It's not every day that executives of a failing business will pick up where their former company left off, but that's exactly how The Wallick Cos. was formed.
In 1966, the late Jack Wallick and Sanford (Sandy) Goldston worked for Kesk Inc., a real estate development and construction firm in New Orleans that got into financial trouble and went bankrupt.
At the time, the company had about 10 projects under construction in the Ohio area. In order to finish those jobs, the two men formed a company with the help of the lenders and bonding companies with whom they had worked on those deals.
When the company began, it was primarily a general contractor with the bulk of its work being deals with some of the lenders that it helped bail out. It now manages more than 130 multifamily communities with 11,500 units. The Wallick Cos., based in Columbus, Ohio, consists of Wallick Construction Co., Wallick Properties L.L.C., Partnership Equities Inc., TA-Wallick Construction L.L.C., Partnership Equities Southwest L.L.C. and Wallick Construction Southeast L.L.C.

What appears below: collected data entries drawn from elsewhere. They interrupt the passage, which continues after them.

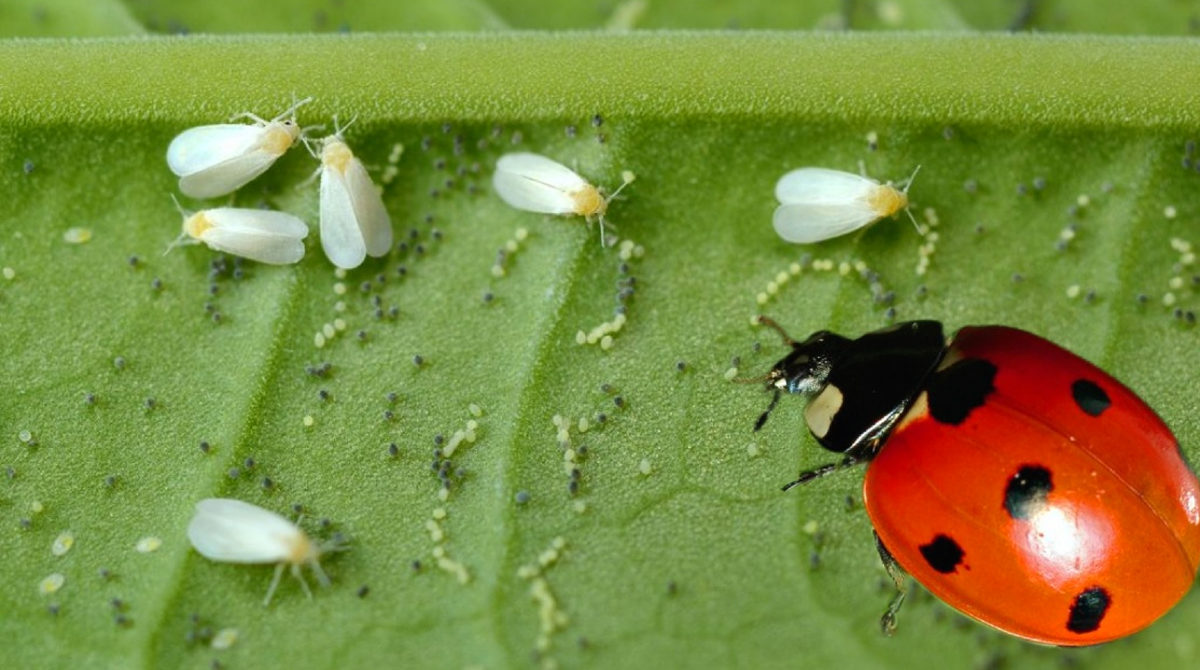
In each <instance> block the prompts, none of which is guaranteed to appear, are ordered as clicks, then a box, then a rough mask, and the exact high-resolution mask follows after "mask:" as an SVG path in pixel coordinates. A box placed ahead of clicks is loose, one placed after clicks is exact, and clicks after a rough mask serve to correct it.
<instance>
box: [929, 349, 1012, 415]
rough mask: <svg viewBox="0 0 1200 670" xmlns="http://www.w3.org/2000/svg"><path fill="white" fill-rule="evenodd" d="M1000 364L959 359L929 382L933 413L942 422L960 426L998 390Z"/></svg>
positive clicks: (976, 358)
mask: <svg viewBox="0 0 1200 670" xmlns="http://www.w3.org/2000/svg"><path fill="white" fill-rule="evenodd" d="M995 379H996V366H995V365H992V364H991V363H989V361H986V360H984V359H982V358H967V359H962V360H959V361H956V363H954V364H953V365H950V366H949V367H947V369H946V370H942V371H938V372H937V373H935V375H934V377H932V378H931V379H930V382H929V387H928V388H926V391H928V393H929V413H930V415H931V417H934V420H936V421H937V423H941V424H950V425H955V426H956V425H959V424H961V423H962V421H965V420H966V419H967V417H970V415H971V412H972V411H973V409H974V408H977V407H980V406H982V405H983V401H984V399H985V397H988V394H990V393H991V391H994V390H996V387H995V385H994V384H992V382H994V381H995Z"/></svg>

By forming their own company – which specializes in the development and management of affordable housing – Wallick and Goldston were able to make everyone with whom they had done business financially whole, says Goldston, the chairman. "No one lost anything, and we started a new business."
The original philosophy of the company has stuck with its employees throughout its business transactions: Treat people the way you would like to be treated, says the 69-year-old Goldston. For instance, in a project that the company did with National Church Residences (NCR), there was a job change order that the accounting side of NCR didn't know about, says Joe Kasberg, CFO of NCR. As a result, NCR didn't get enough funding from the U.S. Department of Housing and Urban Development (HUD). The company didn't have enough money to pay off The Wallick Cos., so The Wallick Cos. absorbed the cost, says Kasberg.
"We built a reputation that said we were honest, that we thought enough about people who worked [with] us to make sure that they made money and that they didn't lose any money," says Goldston. "If we told somebody we were going to do something, we did it. We did contracts with a handshake."